Lisa Nandy meeting members of staff at DCMS
Nandy previously worked for a charity that campaigns to improve outcomes for young people


Following her appointment as Culture Secretary by Prime Minister Keir Starmer, Lisa Nandy has spoken of her delight at being handed the role, vowing to get to work immediately.

Arriving at the department's Parliament Street offices in London on Friday afternoon (5 July) alongside senior civil servants including DCMS Permanent Secretary Susannah Storey, Nandy was greeted by DCMS staff with smiles and applause.

In a statement she said it is an "unbelievable privilege" to take on the role.


"From rugby league to Royal Opera, our cultural and sporting heritage runs through our towns, villages and cities and is one of our country’s greatest assets," she said.

A statement issued by DCMS said: "On Friday [5 July] we welcomed [Lisa Nandy] to DCMS as Secretary of State for Culture, Media and Sport - supporting our nation’s wealth of talent to shape our cultural landscape, nurturing the arts and creating opportunities in the creative industries, media and sport for all people, in every corner of the country."

The appointment comes after Shadow Culture Secretary Thangam Debbonaire, a former professional cellist who had spoken at length about her plans for the arts sector, lost her bid to win the parliamentary seat of Bristol Central losing sizeably to Green Party co-Leader Carla Denyer.

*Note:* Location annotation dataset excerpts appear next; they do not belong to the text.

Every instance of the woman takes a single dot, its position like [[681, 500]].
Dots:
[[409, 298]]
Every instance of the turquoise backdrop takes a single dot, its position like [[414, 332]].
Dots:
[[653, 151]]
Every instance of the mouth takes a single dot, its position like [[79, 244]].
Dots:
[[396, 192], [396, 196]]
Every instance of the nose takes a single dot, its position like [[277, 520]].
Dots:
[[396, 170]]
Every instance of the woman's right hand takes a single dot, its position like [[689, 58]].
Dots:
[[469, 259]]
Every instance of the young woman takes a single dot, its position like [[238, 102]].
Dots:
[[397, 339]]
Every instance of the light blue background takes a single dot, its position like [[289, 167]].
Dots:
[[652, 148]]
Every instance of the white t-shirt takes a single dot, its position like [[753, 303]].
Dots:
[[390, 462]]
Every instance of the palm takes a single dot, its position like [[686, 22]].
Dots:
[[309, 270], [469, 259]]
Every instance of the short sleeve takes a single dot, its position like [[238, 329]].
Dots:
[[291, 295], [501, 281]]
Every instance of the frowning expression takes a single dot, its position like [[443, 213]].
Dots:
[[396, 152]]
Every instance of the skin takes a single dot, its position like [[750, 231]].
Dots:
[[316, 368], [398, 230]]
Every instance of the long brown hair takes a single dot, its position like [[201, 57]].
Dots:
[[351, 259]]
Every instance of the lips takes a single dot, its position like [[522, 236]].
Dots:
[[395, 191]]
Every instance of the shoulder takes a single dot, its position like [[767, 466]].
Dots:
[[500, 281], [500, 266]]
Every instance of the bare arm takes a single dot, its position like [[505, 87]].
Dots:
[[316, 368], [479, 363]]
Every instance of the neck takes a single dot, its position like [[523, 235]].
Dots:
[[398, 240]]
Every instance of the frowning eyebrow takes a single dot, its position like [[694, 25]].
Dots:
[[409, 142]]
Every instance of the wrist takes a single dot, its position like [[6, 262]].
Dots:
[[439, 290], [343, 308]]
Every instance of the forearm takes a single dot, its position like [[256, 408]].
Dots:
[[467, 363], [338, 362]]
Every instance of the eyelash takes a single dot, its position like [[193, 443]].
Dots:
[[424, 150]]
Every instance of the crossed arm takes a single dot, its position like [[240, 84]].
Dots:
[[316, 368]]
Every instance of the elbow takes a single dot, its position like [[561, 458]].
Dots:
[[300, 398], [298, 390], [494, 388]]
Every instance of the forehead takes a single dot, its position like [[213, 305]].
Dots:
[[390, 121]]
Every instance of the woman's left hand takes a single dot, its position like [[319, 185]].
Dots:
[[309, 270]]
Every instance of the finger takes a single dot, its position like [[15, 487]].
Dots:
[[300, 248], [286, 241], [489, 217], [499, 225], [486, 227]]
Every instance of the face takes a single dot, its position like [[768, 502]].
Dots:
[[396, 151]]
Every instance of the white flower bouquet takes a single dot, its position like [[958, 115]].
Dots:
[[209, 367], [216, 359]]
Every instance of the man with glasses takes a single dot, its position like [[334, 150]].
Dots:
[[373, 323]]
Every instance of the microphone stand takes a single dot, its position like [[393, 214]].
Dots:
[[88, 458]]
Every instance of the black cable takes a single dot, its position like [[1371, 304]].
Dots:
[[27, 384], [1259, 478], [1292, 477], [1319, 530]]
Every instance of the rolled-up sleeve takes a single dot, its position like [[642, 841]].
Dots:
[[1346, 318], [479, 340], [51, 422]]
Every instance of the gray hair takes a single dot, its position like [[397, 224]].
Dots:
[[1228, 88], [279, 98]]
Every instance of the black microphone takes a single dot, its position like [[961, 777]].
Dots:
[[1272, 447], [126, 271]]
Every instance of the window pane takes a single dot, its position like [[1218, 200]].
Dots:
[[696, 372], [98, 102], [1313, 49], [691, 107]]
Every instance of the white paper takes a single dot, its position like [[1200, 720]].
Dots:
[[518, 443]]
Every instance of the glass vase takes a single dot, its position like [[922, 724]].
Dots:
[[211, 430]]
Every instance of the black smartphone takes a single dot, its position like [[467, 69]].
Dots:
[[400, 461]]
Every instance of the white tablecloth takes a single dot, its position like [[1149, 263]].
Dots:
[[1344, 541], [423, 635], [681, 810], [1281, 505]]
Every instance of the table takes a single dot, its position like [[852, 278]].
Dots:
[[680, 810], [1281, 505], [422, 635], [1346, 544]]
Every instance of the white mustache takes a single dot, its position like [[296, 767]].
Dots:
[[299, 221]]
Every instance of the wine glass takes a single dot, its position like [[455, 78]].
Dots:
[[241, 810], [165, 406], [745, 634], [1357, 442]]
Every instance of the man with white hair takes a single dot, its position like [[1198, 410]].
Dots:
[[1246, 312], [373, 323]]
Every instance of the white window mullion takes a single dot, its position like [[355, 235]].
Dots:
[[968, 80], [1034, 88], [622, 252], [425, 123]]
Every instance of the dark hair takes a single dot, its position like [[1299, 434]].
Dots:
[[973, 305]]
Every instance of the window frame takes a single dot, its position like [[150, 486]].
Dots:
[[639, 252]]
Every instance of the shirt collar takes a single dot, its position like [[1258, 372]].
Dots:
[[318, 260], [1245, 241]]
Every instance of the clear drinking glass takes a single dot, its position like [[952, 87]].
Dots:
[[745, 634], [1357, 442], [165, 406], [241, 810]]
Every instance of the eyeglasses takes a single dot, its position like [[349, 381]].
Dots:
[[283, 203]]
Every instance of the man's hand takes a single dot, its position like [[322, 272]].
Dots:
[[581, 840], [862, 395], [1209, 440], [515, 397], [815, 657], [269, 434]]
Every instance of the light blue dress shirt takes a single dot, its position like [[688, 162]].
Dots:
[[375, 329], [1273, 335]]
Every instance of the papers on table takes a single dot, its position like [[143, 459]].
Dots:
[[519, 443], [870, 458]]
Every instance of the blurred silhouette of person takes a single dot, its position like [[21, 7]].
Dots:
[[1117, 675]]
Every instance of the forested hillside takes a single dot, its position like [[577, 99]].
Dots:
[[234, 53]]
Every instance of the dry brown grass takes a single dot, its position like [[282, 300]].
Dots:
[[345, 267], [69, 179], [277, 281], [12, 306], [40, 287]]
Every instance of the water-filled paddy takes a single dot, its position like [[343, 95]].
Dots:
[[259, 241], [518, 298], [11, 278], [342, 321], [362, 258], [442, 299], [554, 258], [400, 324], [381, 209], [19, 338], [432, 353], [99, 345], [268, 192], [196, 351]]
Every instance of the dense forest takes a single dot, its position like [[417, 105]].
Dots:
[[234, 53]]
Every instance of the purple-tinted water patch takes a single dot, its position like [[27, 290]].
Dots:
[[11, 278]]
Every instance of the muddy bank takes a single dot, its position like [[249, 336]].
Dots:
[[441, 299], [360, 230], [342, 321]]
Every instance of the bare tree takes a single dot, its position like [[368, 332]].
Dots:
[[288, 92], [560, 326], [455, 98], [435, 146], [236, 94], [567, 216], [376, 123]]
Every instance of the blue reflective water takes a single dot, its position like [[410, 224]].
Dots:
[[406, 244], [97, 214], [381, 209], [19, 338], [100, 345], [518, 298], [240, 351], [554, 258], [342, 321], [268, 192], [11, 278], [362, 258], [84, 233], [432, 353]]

Nandy entered parliament in 2010 after five years as a policy adviser for the Children's Society - a charity that campaigns to improve outcomes for young people facing abuse, exploitation and neglect. Since then she has worked in a series of shadow cabinet roles in housing, foreign and commonwealth affairs, energy and climate change and most recently international development.

Arts funding

While she has no direct experience working in arts and culture she has spoken on a number of occasions on issues affecting the sector.

During a debate on regional arts and culture funding in 2017 she urged greater investment in the country's cultural institutions, highlighting central-government imposed cuts to local authorities and their knock-on impact on the sector - a situation that has worsened in recent years.

"I very much welcome the Arts Council’s decision to increase funding outside London, but the Minister must be aware that many brilliant institutions such as [Manchester's] People’s History Museum are primarily dependent on local authorities for funding," she said.

"Will he consider following the Arts Council’s lead and give us back some of the money that has been slashed from local authority budgets, so that we can start to fund again some of this country’s most innovative cultural institutions?"

Her voting record shows that she has consistently voted against reducing central government funding of local government.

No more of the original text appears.